Bradley Dice is a scientist and software developer. He completed his PhD in Physics and Scientific Computing at the University of Michigan in Ann Arbor in the Glotzer Group, as a National Science Foundation Graduate Research Fellow and MolSSI Software Fellow. Bradley attended William Jewell College in Kansas City, where he triple-majored in Physics, Chemistry, and Mathematics. He holds a strong passion for applying computation, simulation, and emerging techniques in data science to solve fundamental questions of our physical world and advance society.
Scientific Discovery & Software Design
At the University of Michigan, Bradley’s research focuses on applying machine learning to design next-generation materials. His software development experience ranges from machine learning and GPU-accelerated materials simulations to autonomous vehicles, smart home sensors, and wearable tech. Bradley contributes to open source scientific software as a maintainer and lead developer for the signac data management framework and the freud analysis library for nano-scale particle simulations. He has created mobile apps that promote professional sports teams, collect well water quality data from developing nations, and serve as a personal trainer. He has performed scientific research at CERN and has written software applications for firms including Kansas City’s Engage Mobile, named one of the nation’s “Most Promising Enterprise Mobility Companies” by CIO Review. In his undergraduate research at Yale University, Bradley studied the thermodynamic formation of a class of damage-resistant materials called Bulk Metallic Glasses. Additionally, his collaboration with an international team of fluid dynamicists at the University of Brussels yielded a new technique for studying a fluid instability that affects oil recovery and pollution dispersal.

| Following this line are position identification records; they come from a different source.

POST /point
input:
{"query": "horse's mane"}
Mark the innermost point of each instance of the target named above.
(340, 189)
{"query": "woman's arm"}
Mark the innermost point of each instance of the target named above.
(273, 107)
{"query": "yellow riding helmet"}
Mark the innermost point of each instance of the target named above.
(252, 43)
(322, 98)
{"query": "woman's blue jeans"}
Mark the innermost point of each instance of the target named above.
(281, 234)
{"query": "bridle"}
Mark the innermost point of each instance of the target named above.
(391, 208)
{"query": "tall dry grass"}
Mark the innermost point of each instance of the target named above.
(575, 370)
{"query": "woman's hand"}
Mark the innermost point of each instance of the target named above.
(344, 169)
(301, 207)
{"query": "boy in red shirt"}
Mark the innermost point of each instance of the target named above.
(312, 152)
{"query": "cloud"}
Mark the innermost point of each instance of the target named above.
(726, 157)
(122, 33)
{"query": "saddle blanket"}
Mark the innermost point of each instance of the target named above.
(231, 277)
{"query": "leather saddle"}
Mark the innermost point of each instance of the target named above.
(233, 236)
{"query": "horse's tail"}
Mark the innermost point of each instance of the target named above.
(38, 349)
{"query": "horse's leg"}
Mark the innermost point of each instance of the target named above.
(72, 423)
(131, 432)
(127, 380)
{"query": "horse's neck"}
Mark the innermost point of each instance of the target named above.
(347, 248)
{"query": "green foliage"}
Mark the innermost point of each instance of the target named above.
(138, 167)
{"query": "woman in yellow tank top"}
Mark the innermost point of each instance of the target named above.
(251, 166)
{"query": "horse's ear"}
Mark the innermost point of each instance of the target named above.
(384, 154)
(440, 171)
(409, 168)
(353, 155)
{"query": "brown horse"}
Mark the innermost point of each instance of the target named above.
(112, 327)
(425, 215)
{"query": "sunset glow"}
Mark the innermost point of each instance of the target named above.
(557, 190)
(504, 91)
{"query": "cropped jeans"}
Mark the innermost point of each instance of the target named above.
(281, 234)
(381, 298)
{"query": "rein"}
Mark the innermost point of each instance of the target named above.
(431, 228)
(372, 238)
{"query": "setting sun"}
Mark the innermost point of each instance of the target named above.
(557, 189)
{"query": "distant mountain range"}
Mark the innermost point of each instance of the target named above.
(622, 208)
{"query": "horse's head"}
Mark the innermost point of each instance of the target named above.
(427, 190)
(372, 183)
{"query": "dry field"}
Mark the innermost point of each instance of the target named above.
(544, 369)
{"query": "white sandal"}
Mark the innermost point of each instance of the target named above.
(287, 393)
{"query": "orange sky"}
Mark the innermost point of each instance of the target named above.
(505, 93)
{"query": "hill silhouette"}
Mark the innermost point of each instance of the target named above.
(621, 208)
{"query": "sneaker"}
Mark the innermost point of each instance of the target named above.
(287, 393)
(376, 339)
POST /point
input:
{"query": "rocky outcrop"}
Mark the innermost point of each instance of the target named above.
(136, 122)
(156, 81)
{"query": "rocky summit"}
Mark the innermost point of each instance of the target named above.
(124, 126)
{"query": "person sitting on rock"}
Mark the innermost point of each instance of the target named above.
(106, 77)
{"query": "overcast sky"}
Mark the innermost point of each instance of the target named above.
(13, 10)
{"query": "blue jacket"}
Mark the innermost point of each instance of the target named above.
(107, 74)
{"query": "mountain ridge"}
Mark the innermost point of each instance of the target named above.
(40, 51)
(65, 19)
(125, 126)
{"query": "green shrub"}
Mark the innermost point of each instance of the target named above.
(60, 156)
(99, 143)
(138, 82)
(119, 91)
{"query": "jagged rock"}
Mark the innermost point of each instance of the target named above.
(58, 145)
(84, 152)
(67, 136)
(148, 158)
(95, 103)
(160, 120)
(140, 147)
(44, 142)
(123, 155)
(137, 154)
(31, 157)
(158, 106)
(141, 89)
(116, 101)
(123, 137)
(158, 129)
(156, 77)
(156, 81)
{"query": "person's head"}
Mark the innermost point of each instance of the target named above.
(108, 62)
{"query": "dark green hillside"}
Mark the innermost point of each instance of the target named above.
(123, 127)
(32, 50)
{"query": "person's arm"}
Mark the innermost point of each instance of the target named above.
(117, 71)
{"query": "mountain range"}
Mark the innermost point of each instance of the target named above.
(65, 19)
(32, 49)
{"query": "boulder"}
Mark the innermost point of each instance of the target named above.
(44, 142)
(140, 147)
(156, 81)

Catalyzing Innovation in Higher Education
From 2017-2020, Bradley mentored student teams in optiMize, the University of Michigan’s social innovation challenge. Students in optiMize work on a vast breadth of problems such as enhancing campus sustainability, reducing food insecurity, expanding access to higher education, designing autonomous vehicles, and ending homelessness in Ann Arbor. As a mentor, Bradley collaborated closely with teams, consulted with students about their vision for social impact, and helped empower the community of innovators through optiMize workshops.
In 2014-16, Bradley served as a University Innovation Fellow (an international program of the Stanford University d.school) at William Jewell College, directing workshops teaching innovation, entrepreneurship, and design thinking for hundreds of college and high school students across Kansas City and the midwest region.
Bradley enjoys playing jazz piano, producing electronic music, DJing, creating algorithmic art, and riding motorcycles in Colorado.